Remarkably, that same trio are also responsible for the title piece, which marries a melancholy piano theme to something that sounds like a singing bowl or glass armonica.  Those unlikely instruments are further augmented by some smoky, dub-damaged horns later in the piece, but the real beauty of "All Tense Now Lax" lies in how discreetly warped and soft-focus it all is: the percussion and piano remain clear throughout, yet a host of indistinct field recordings and sundry other sounds flutter around the periphery.  Also, Bosnic’s half-heard vocals seem to emerge from unexpected places at unexpected times, overlapping and oddly panning while never quite being fully intelligible.  The overall effect is masterfully hallucinatory without ever being conspicuously so–it somehow just feels organically smeared and woozy.  That is a hugely difficult illusion to pull off.
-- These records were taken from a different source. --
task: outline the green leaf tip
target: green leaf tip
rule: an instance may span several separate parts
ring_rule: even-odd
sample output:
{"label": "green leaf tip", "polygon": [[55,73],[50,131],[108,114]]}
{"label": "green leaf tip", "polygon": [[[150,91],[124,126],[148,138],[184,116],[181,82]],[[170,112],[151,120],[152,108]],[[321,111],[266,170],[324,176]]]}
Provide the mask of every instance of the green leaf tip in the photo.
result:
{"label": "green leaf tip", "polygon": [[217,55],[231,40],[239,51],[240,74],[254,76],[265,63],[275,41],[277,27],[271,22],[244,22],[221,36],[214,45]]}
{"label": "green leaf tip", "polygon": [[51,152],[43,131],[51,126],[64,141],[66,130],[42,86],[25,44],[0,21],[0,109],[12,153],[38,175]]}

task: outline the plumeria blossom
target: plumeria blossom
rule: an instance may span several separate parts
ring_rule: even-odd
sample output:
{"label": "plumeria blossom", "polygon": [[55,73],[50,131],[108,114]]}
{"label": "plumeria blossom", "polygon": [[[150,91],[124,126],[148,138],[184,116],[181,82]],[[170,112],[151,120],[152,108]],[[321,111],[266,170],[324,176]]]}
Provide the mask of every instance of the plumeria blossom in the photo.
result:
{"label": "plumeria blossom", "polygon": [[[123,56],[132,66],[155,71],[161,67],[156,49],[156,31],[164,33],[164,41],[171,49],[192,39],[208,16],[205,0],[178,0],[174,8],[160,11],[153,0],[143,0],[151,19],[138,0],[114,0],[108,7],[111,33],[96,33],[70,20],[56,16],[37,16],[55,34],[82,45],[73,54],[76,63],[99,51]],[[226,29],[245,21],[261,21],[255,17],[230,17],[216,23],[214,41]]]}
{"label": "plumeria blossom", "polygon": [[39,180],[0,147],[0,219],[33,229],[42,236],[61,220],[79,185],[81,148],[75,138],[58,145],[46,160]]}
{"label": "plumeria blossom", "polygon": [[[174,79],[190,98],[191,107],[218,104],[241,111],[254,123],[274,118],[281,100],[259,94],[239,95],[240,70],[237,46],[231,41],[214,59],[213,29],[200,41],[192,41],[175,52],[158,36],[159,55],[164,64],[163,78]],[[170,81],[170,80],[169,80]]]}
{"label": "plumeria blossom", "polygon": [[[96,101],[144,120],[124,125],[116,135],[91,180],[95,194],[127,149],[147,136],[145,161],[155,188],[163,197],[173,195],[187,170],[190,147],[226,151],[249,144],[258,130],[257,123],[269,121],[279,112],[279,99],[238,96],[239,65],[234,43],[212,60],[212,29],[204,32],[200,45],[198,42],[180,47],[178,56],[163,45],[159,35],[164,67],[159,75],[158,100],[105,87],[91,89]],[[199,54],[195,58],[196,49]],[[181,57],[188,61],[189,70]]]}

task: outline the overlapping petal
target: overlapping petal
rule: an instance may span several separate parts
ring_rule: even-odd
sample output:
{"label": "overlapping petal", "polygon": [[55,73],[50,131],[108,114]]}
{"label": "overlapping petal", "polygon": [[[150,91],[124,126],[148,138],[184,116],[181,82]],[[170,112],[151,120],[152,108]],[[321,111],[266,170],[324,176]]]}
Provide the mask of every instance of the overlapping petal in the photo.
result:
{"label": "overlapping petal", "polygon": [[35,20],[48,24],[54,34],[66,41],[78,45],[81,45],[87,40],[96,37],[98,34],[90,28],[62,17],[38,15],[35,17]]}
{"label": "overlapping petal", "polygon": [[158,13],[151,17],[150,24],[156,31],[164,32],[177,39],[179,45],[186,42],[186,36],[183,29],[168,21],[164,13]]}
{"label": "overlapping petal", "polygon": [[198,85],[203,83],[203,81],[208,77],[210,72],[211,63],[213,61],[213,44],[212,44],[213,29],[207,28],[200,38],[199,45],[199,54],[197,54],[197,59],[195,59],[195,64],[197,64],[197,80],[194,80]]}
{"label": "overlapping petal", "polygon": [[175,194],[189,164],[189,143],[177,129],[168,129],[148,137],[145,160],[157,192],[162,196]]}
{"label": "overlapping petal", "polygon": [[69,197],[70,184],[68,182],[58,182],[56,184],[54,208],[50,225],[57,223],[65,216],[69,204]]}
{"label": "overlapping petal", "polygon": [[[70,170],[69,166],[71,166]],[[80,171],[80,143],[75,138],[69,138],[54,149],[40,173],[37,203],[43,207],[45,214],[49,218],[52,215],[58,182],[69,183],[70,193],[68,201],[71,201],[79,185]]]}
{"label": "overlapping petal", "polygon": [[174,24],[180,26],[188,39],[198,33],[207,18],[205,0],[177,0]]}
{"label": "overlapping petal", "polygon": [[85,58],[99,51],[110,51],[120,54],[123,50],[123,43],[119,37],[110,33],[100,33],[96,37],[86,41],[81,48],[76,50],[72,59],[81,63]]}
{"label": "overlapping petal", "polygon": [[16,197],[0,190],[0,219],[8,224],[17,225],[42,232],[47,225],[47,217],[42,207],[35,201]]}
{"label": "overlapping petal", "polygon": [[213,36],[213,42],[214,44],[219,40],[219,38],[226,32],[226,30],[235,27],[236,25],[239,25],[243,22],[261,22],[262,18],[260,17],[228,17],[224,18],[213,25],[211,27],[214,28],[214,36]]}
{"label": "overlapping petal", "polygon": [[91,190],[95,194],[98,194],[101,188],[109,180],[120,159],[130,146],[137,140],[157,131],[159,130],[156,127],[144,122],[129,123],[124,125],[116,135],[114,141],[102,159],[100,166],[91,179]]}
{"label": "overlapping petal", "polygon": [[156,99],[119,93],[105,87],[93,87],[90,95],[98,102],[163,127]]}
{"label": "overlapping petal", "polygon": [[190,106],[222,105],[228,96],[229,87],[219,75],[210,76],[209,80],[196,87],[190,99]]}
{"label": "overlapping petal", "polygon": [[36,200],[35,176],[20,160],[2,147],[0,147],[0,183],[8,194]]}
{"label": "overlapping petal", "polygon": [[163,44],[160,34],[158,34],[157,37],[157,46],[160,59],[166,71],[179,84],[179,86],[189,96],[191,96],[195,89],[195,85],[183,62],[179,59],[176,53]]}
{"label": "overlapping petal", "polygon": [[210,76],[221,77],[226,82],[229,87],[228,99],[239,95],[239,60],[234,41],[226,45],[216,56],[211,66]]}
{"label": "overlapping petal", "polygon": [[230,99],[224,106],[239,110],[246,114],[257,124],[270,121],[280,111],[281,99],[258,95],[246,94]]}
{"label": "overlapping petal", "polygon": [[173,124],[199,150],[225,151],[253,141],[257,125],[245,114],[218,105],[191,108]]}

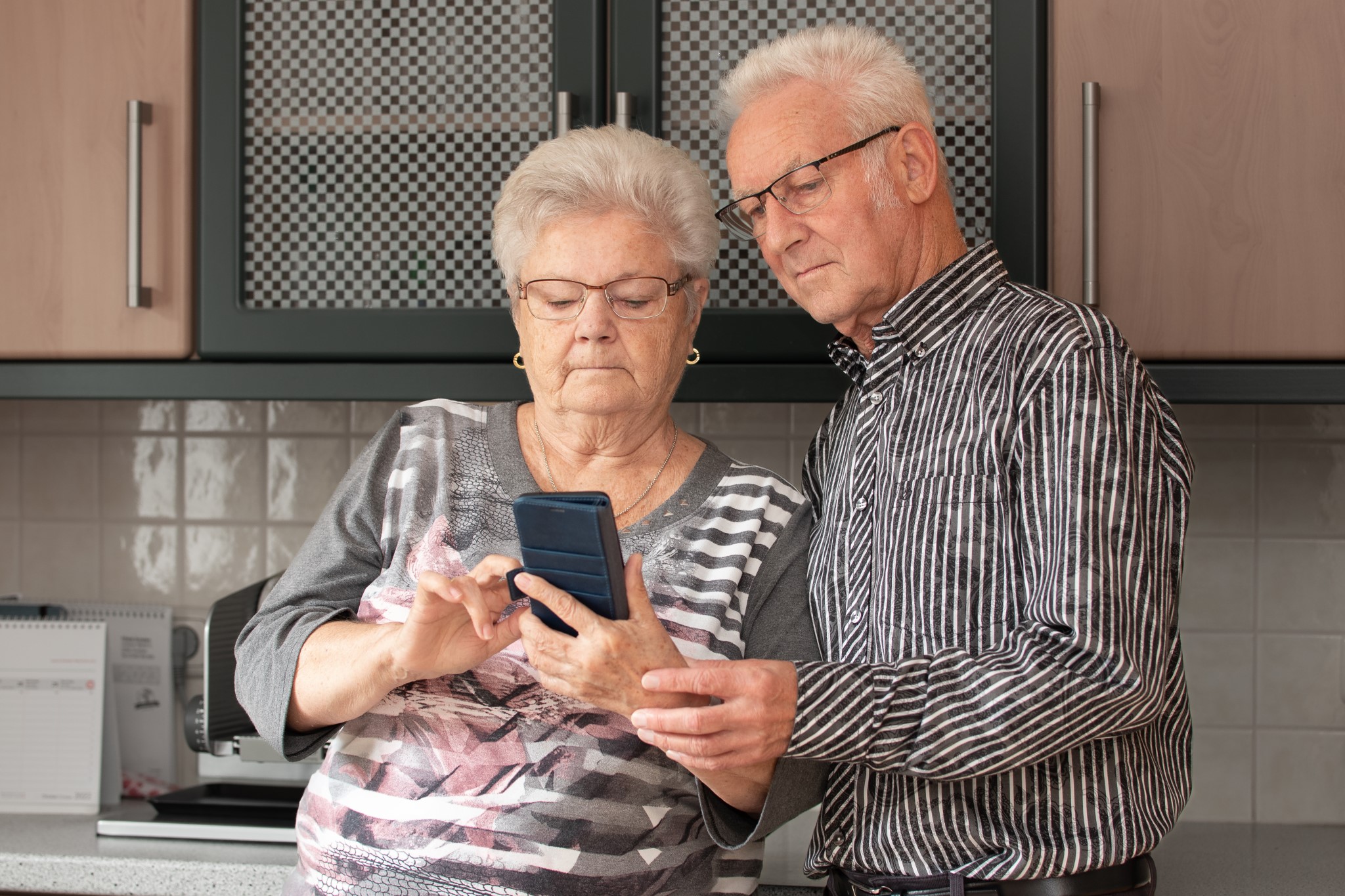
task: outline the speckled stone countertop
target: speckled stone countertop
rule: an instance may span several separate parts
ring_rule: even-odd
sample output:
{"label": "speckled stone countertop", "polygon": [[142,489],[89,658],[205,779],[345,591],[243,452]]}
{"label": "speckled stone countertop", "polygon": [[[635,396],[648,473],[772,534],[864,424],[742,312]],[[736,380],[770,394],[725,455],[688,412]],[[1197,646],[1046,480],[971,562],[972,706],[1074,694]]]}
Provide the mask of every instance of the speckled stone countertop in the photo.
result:
{"label": "speckled stone countertop", "polygon": [[[153,809],[124,802],[122,813]],[[0,814],[0,892],[274,896],[293,846],[100,837],[91,815]]]}
{"label": "speckled stone countertop", "polygon": [[[1159,896],[1342,896],[1345,826],[1182,822],[1154,850]],[[818,896],[759,887],[756,896]]]}
{"label": "speckled stone countertop", "polygon": [[[1180,823],[1154,854],[1162,896],[1345,893],[1345,826]],[[98,837],[87,815],[0,815],[0,893],[273,896],[293,865],[293,846]]]}

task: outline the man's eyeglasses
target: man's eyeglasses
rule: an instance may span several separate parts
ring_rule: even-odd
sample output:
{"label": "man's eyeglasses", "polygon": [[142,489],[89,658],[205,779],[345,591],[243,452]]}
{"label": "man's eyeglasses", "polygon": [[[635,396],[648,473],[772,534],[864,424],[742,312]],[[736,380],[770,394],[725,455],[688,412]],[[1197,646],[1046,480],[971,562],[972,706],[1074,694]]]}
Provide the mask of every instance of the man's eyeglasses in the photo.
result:
{"label": "man's eyeglasses", "polygon": [[830,156],[810,161],[807,165],[799,165],[794,171],[776,177],[765,189],[729,203],[714,212],[714,216],[728,224],[729,230],[738,236],[748,239],[760,236],[765,230],[767,193],[775,196],[780,206],[795,215],[819,208],[822,203],[831,199],[831,184],[827,183],[826,176],[822,173],[822,163],[831,161],[855,149],[863,149],[878,137],[901,130],[904,126],[890,125],[857,144],[850,144],[845,149],[835,150]]}
{"label": "man's eyeglasses", "polygon": [[530,279],[519,286],[518,297],[527,302],[533,317],[568,321],[584,310],[589,290],[597,290],[617,317],[644,320],[662,314],[668,296],[677,296],[690,281],[690,274],[671,283],[662,277],[623,277],[600,286],[573,279]]}

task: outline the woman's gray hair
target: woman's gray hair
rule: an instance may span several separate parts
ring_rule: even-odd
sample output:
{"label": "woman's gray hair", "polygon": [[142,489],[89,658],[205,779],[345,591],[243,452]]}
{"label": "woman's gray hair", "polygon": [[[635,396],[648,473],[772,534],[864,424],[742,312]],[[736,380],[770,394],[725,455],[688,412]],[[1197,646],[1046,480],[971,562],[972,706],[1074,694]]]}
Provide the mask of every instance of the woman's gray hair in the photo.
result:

That said, the single most striking aspect of the All Tense Now Lax is simply how skillfully it harnesses controlled chaos into a bulldozing display of power and how Hannon's production talents enable just a few people to sound downright apocalyptic.  Nowhere is that more apparent than on the pummeling "Grease The Axles," which somehow sounds like Crash Worship jamming with an extremely angry incarnation of The Mekons: a speaker-shredding firestorm of brutally pounding drums and furiously sawing violins.  "How Much For Your Brother?" is similarly bludgeoning, resembling a folk dance crashed by early Einstürzende Neubauten and a very insistent elephant wielding a megaphone and a distortion pedal. I do not think that I can reasonably ask for more than that.

If All Tense Now Lax can be said to have a fault, it is solely that Hannon does not seem terribly concerned with writing hooks or actual songs.  Or maybe he is, but is even more concerned with destroying them: when melodies appear, they are quickly ravaged; when vocals appear, I always feel like I am half-asleep and just catching mysterious snatches of dialogue from the other side of a wall.  I am perfectly fine with that though, as Hannon absolutely excels at mood, texture, power, and artfully nuanced mindfuckery.  Also, Liberez truly sounds like no one else. I may not remember individual songs after the album has stopped playing, but that does not make it any less of a bracing and compellingly innovative listening experience when it is playing.